Candidate quality matters. In New York, a solidly Democratic state from top to bottom, Republican congressman Lee Zeldin is closing rapidly with incumbent Democratic governor Kathy Hochul in the polls on the back of a terrible national environment and the economic, drug, and crime issues plaguing the state. It’s unlikely that Zeldin will win — if he does, it would be the supreme mark of an inconceivably good election night for the GOP — but his strong performance at the top of the ticket looks likely to have significant downballot effects (Sean Patrick Maloney, call your office . . . now).

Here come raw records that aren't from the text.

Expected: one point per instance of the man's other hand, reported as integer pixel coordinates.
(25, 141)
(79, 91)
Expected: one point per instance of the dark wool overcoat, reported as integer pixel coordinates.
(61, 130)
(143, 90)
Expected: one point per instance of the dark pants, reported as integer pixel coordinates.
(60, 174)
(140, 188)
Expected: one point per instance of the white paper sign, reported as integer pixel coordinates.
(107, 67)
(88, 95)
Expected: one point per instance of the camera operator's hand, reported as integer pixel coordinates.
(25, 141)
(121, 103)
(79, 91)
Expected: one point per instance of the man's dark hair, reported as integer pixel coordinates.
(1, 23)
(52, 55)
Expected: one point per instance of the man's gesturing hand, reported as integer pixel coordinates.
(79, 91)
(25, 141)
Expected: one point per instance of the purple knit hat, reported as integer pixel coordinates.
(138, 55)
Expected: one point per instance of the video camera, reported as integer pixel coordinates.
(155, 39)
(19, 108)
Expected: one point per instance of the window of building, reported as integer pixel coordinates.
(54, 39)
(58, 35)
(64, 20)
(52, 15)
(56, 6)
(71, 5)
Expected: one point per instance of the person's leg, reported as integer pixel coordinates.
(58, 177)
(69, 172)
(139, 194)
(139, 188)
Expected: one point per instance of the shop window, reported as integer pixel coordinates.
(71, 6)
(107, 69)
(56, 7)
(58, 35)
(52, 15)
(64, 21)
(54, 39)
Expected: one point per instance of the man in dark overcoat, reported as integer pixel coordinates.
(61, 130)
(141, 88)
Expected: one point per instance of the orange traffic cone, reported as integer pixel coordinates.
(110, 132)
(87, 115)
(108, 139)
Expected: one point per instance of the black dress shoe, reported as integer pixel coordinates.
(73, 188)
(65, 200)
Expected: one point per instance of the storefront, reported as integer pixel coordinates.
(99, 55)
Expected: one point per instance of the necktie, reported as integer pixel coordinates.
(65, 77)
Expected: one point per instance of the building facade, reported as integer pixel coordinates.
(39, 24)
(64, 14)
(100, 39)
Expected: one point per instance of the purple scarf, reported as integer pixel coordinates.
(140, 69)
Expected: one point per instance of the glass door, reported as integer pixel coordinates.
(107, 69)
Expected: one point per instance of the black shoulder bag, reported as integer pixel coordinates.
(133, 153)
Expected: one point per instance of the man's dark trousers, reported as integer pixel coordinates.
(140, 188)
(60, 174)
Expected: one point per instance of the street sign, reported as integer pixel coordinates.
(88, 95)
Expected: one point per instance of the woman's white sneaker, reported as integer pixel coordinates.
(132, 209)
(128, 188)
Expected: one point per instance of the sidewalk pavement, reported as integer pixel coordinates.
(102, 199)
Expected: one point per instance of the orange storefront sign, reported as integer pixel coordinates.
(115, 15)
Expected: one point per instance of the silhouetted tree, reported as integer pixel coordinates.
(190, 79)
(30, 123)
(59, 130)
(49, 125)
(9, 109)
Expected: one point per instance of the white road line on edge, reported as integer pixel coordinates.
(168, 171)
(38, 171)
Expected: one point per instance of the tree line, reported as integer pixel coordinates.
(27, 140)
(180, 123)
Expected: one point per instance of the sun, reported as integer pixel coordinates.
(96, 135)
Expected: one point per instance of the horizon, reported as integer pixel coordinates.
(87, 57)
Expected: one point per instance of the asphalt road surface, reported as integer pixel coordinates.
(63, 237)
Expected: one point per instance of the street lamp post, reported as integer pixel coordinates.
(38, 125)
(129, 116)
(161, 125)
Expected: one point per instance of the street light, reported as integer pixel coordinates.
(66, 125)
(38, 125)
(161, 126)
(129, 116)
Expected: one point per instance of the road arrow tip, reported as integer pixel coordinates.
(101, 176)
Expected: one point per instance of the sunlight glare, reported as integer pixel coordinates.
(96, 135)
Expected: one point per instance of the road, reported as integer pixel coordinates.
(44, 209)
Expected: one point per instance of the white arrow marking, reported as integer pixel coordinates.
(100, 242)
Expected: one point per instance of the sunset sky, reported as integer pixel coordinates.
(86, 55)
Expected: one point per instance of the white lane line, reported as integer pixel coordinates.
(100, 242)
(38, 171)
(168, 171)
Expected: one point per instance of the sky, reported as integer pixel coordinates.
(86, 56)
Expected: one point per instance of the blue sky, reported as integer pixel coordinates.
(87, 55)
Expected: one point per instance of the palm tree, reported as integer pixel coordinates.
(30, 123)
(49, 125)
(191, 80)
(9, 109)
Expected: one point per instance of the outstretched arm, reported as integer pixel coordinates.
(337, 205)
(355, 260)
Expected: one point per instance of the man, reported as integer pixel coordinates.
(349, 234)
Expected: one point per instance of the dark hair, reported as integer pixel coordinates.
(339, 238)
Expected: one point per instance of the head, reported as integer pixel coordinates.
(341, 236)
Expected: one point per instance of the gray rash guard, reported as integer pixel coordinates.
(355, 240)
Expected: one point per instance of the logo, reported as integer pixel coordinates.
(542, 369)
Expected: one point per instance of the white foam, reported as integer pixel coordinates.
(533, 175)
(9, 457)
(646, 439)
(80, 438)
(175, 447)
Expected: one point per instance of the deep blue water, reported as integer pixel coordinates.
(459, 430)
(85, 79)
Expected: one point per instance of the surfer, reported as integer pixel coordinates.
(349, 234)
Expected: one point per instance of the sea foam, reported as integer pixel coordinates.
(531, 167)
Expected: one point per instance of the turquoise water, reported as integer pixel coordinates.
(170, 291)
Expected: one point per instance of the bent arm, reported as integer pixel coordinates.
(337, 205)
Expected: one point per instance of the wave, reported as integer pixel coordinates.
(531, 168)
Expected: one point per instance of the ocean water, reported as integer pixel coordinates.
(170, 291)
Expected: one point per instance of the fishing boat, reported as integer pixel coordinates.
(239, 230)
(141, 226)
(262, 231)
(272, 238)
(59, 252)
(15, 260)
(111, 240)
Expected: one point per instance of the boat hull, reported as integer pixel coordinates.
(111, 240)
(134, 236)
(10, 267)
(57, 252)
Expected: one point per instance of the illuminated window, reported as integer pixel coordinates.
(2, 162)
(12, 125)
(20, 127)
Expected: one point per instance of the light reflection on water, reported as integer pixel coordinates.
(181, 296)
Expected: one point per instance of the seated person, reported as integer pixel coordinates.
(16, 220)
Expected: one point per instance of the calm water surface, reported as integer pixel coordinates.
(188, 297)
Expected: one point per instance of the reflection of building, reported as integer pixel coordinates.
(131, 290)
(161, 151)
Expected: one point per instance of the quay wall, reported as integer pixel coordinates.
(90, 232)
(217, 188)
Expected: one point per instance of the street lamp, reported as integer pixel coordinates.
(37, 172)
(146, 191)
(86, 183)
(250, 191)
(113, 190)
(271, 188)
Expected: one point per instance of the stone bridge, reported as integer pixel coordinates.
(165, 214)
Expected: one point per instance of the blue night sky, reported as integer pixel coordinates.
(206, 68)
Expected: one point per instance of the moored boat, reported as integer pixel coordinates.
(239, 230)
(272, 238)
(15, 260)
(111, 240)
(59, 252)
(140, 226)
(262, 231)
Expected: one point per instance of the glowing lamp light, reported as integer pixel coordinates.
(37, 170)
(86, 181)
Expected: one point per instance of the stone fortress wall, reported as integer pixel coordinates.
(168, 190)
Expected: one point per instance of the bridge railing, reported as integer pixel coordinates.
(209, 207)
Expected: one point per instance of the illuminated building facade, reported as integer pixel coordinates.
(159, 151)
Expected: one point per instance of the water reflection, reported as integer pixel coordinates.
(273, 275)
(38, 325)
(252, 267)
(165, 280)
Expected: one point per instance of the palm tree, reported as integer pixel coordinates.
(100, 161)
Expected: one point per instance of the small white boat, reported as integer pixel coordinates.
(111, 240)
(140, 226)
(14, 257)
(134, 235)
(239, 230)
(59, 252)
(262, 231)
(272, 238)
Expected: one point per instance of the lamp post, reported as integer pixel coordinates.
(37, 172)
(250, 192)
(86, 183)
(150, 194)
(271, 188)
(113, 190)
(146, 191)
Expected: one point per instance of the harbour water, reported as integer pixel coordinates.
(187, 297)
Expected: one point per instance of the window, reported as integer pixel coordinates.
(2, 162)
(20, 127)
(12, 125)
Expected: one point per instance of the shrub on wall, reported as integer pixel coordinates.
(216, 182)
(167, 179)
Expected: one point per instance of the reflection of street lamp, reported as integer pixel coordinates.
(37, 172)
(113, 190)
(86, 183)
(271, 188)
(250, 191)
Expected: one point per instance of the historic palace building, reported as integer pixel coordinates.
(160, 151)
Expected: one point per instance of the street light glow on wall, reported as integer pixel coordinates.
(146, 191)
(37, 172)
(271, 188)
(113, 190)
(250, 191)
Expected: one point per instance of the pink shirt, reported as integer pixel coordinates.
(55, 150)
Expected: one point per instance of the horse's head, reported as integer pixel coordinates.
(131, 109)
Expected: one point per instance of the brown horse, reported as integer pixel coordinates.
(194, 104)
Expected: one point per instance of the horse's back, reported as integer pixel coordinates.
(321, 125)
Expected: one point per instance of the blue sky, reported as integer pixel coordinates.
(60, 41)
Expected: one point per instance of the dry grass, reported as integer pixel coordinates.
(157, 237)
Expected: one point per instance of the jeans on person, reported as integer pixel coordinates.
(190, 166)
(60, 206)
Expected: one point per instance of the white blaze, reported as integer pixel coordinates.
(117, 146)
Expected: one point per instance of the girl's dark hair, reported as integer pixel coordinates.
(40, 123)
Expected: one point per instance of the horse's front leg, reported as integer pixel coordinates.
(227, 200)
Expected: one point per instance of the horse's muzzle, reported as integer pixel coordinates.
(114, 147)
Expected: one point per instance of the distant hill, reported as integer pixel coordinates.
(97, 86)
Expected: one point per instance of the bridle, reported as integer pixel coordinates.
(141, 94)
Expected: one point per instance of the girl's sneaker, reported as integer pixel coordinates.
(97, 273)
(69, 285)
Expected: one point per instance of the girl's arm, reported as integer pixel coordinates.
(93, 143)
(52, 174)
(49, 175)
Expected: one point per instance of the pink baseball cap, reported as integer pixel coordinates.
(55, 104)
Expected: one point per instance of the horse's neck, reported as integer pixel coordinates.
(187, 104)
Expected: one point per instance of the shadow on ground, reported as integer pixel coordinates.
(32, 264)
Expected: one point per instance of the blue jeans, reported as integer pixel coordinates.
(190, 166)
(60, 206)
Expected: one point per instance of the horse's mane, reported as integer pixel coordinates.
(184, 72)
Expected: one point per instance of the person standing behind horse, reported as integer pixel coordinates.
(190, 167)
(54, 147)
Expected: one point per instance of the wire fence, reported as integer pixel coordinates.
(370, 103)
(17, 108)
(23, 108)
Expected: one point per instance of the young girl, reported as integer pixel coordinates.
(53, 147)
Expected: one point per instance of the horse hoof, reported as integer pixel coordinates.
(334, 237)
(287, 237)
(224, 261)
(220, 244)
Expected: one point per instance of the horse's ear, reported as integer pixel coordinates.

So spare a moment of pity for Illinois, America’s punching-bag state (it competes with New Jersey, and somehow manages to triumph each time). Incumbent governor J. B. Pritzker (heir to the massive Pritzker family fortune), who has presided over the continuing bleed-out of Illinois state finances, a massive crime wave affecting Chicago, and the aftermath of the state’s regionally divergent but generally extremely heavy-handed Covid-19 regulations (which have savaged downtown Chicago in particular), currently leads his Republican challenger Darren Bailey by (according to at least one recent poll) by 22 percentage points.
How did this happen? Why, when the Republicans are making runs at the governor’s mansion in New York, Oregon, New Mexico, and elsewhere, is the party so hapless in Illinois? The Illinois GOP in particular is torn asunder by the seemingly incurable upstate/downstate divide between its voters. The state itself geographically extends all the way from the Great Lakes region down to an area that, while not quite “The Old South,” shares many of its demographics, folkways, and cultural values. As one might imagine, the center of gravity lies in Chicago and its suburbs (two-thirds of the entire state population-wise), and yet the majority of Republican primary voters live downstate. The two cultures are fundamentally incompatible politically, oftentimes more on an aesthetic than substantive level . . . but aesthetics matter.
And Illinois Republican voters (with massive help from Pritzker’s campaign itself, which spent $22 million in the Republican primary to ensure his victory) committed the aesthetic and substantive offense of nominating Darren Bailey to challenge Pritzker. Bailey is an obscure state senator from southern Illinois (in Illinois, the hammerlock Democratic legislative supermajority in both houses has turned state-level politics on the GOP side largely into a toddler’s sandbox for cranks). He dabbled in Trumpist election trutherism back in 2021, but ironically that is the least of his problems. His problem is that he running as an overt evangelical Christian with an extremely bizarre southern-tinged accent and was most known prior to this for cosponsoring a resolution literally calling for Chicago to become a separate state from Illinois.
I am both emphatically Christian and emphatically pro-life, and, as a Chicagoan, can lament our decline. But the problem here is obvious: You cannot win an election if you actively revolt the persuadable voters whose votes you desperately need to even have a chance of getting over the top statewide. No Republican will ever win statewide in Illinois unless he or she can speak to the sorts of socially moderate voters (particularly in Chicago’s collar counties) who want nothing to do with a candidate that leads with their chin on abortion and who also openly wishes to saw Chicago off and send it drifting on an ice floe out into Lake Michigan.
Candidate quality matters. I start with that assertion and end with it, as a lament.